When Sen. Ted Cruz, the conservative firebrand from Texas, launched his presidential campaign last week at the Rev. Jerry Falwell's Liberty University, he earned grudgingly glowing reviews from otherwise skeptical pundits. The very next day he drove straight into a pothole on his already-narrow road to the Republican nomination: Obamacare.
Obamacare was supposed to be one of Cruz's selling points. When it comes to denouncing the evils of the president's health insurance plan, Cruz takes second place to no one. Obamacare is "unconstitutional," he says. It's "a train wreck." And, of course, it "puts a government bureaucrat between you and your doctor."
So, last week, when Cruz said he intended to sign his family up for health insurance coverage through Obamacare, the media had a field day.
"We'll be getting new health insurance, and we'll presumably do it through my job in the Senate, and so we'll be on the federal exchange like millions of others on the federal exchange," he told Dana Bash of CNN.
"I believe we should follow the law, even laws I disagree with," he explained.
Liberals charged Cruz with hypocrisy. But that's not quite right. To quote ethics scholar Rush Limbaugh: "There's no hypocrisy in Cruz using Obamacare, just like there's no hypocrisy in people opposing Social Security using it."
If you're more comfortable with a left-wing example, when a billionaire like Warren Buffett calls for higher taxes on the rich, that doesn't obligate him to send voluntary contributions to the U.S. Treasury.
Had Cruz acted on his initial statement, he might have been fine. The real trouble started when his aides said the senator had not, in fact, decided what to do about his health insurance. Thus began a week-long controversy.
"He had a superb announcement," said a GOP strategist who's backing former Florida Gov. Jeb Bush. "But then his message got thrown off by this Obamacare distraction."

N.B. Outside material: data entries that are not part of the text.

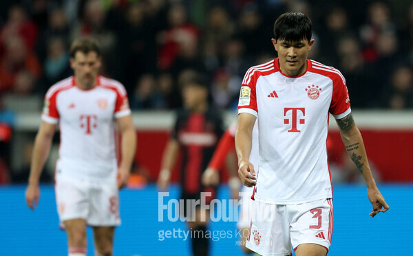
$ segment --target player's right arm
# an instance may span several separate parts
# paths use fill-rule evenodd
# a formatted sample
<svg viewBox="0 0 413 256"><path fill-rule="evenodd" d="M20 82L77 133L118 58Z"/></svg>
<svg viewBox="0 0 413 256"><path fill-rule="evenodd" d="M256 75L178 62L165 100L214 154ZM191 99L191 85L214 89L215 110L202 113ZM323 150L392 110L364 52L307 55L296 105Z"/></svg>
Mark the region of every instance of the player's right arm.
<svg viewBox="0 0 413 256"><path fill-rule="evenodd" d="M49 155L55 130L56 124L42 121L34 139L30 174L25 191L26 203L32 209L34 209L34 207L37 206L39 202L39 198L40 198L39 180Z"/></svg>
<svg viewBox="0 0 413 256"><path fill-rule="evenodd" d="M251 187L257 183L254 167L249 162L253 141L255 115L247 113L238 115L238 126L235 131L235 150L238 157L238 175L242 184Z"/></svg>
<svg viewBox="0 0 413 256"><path fill-rule="evenodd" d="M161 169L158 177L158 187L165 191L171 180L171 172L175 165L175 161L179 151L179 143L176 139L171 138L165 148L161 162Z"/></svg>

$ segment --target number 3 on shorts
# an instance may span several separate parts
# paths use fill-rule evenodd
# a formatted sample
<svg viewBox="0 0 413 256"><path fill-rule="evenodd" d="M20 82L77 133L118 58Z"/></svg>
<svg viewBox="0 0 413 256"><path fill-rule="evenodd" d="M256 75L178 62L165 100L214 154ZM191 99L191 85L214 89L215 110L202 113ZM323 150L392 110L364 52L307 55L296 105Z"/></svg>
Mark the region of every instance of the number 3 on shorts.
<svg viewBox="0 0 413 256"><path fill-rule="evenodd" d="M323 212L323 210L320 208L316 208L316 209L310 210L310 212L311 213L314 214L314 216L313 216L313 219L318 218L318 224L310 225L310 229L318 229L321 228L321 213Z"/></svg>
<svg viewBox="0 0 413 256"><path fill-rule="evenodd" d="M110 202L110 206L109 209L110 212L116 214L118 213L118 197L117 196L111 196L109 198L109 201Z"/></svg>

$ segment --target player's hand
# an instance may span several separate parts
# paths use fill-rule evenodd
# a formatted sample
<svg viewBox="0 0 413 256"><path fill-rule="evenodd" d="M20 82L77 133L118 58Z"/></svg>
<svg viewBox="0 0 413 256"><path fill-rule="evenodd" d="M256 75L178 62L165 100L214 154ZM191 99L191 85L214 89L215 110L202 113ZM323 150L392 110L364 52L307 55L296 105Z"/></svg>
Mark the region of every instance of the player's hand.
<svg viewBox="0 0 413 256"><path fill-rule="evenodd" d="M39 204L39 198L40 198L39 184L29 184L25 191L25 200L26 204L32 210L34 210L34 207Z"/></svg>
<svg viewBox="0 0 413 256"><path fill-rule="evenodd" d="M171 172L169 170L162 170L159 172L158 177L157 185L159 190L165 191L169 185L169 180L171 178Z"/></svg>
<svg viewBox="0 0 413 256"><path fill-rule="evenodd" d="M248 187L251 187L257 185L257 178L255 178L254 166L247 161L242 161L240 163L238 176L240 176L242 184Z"/></svg>
<svg viewBox="0 0 413 256"><path fill-rule="evenodd" d="M377 187L368 188L367 195L368 196L368 200L370 200L373 206L373 210L369 214L369 216L373 218L379 212L384 213L389 209L390 207L388 205L384 200L384 198L381 195L381 193L380 193Z"/></svg>
<svg viewBox="0 0 413 256"><path fill-rule="evenodd" d="M202 174L202 184L204 186L217 186L220 183L220 173L213 168L206 168Z"/></svg>
<svg viewBox="0 0 413 256"><path fill-rule="evenodd" d="M127 185L129 174L130 172L129 169L123 167L119 167L119 169L118 169L116 180L118 181L118 188L119 189L122 189L123 187Z"/></svg>

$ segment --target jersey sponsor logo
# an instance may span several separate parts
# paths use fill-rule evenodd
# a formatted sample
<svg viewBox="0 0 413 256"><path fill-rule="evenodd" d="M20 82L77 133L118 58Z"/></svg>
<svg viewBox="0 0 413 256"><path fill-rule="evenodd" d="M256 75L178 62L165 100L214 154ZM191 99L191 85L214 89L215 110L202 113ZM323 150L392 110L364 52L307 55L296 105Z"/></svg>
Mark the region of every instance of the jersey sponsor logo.
<svg viewBox="0 0 413 256"><path fill-rule="evenodd" d="M50 106L50 101L47 99L45 99L45 103L43 105L43 112L46 115L49 115L49 106Z"/></svg>
<svg viewBox="0 0 413 256"><path fill-rule="evenodd" d="M260 245L260 242L261 242L261 235L260 235L260 232L258 231L253 231L253 235L254 236L254 242L255 245Z"/></svg>
<svg viewBox="0 0 413 256"><path fill-rule="evenodd" d="M248 86L241 86L240 102L238 106L248 106L251 101L251 89Z"/></svg>
<svg viewBox="0 0 413 256"><path fill-rule="evenodd" d="M315 235L315 237L319 237L319 238L326 239L326 237L324 237L324 233L323 232L320 232L318 234Z"/></svg>
<svg viewBox="0 0 413 256"><path fill-rule="evenodd" d="M286 116L287 113L291 110L291 129L288 130L288 132L299 132L297 128L297 121L300 124L304 124L306 120L304 119L299 119L297 120L297 113L298 111L301 111L303 114L303 116L306 115L306 108L284 108L284 117ZM290 119L286 118L284 119L284 124L289 124Z"/></svg>
<svg viewBox="0 0 413 256"><path fill-rule="evenodd" d="M319 87L318 85L311 85L308 86L308 88L306 88L306 91L307 92L307 95L311 100L317 100L319 97L320 97L320 92L322 91L321 87Z"/></svg>
<svg viewBox="0 0 413 256"><path fill-rule="evenodd" d="M217 141L215 135L211 132L180 132L178 137L183 145L212 147Z"/></svg>
<svg viewBox="0 0 413 256"><path fill-rule="evenodd" d="M129 101L127 100L127 97L125 97L125 99L123 99L123 104L120 106L120 110L125 110L129 109Z"/></svg>
<svg viewBox="0 0 413 256"><path fill-rule="evenodd" d="M98 127L98 116L96 115L81 115L81 128L86 128L87 135L92 134L92 128Z"/></svg>
<svg viewBox="0 0 413 256"><path fill-rule="evenodd" d="M106 99L98 100L98 106L100 109L106 109L107 107L107 100Z"/></svg>
<svg viewBox="0 0 413 256"><path fill-rule="evenodd" d="M271 93L268 94L268 95L267 97L278 97L278 95L277 95L277 93L275 92L275 91L273 91Z"/></svg>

Cruz's selling point to GOP voters is that he's a principled conservative who will never compromise and never back down. His hesitation muddied that otherwise crystal-clear image.

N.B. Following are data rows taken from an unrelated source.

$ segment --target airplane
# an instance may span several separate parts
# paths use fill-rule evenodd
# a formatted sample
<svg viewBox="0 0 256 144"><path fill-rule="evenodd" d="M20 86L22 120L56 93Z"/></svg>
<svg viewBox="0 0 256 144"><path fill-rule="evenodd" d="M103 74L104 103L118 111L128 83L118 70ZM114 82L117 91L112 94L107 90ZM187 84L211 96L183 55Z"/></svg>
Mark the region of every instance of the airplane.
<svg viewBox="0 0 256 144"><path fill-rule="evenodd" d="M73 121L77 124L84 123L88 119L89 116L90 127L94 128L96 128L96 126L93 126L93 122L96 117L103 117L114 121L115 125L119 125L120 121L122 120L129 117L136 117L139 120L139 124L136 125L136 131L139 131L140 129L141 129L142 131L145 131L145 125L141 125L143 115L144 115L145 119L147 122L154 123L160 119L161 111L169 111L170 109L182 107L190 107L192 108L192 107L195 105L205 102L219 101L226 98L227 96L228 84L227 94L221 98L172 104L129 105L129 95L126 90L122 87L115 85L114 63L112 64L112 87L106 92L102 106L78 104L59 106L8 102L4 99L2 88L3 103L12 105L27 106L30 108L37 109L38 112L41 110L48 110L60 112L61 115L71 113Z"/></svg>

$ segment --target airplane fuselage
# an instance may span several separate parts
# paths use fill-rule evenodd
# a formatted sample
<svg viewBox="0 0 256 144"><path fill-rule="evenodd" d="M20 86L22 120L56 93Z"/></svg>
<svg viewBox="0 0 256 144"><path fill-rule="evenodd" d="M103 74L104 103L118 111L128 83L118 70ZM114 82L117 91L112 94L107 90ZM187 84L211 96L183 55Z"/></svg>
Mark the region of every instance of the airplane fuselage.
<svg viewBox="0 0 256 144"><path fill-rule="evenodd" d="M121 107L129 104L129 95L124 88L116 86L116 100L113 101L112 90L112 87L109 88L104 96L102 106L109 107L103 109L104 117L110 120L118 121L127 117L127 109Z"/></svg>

It was also ill-advised for Cruz to suggest that he had no choice other than to sign up for Obamacare through his job at the U.S. Senate — when, in fact, he does.
The reason Cruz suddenly needs health insurance is that, until now, his family was covered by a policy provided by his wife's employer, Goldman Sachs. Heidi Cruz has decided to go on unpaid leave during her husband's presidential campaign; the couple have two young daughters.
What are Cruz's alternatives to buying a policy through the government-run exchange? His wife could ask Goldman Sachs to continue their coverage under the firm's generous unpaid leave programs, but that might look like a sweetheart deal. She could apply for continued coverage under the federal COBRA law — but since she didn't lose her job, but is departing voluntarily, she might not qualify.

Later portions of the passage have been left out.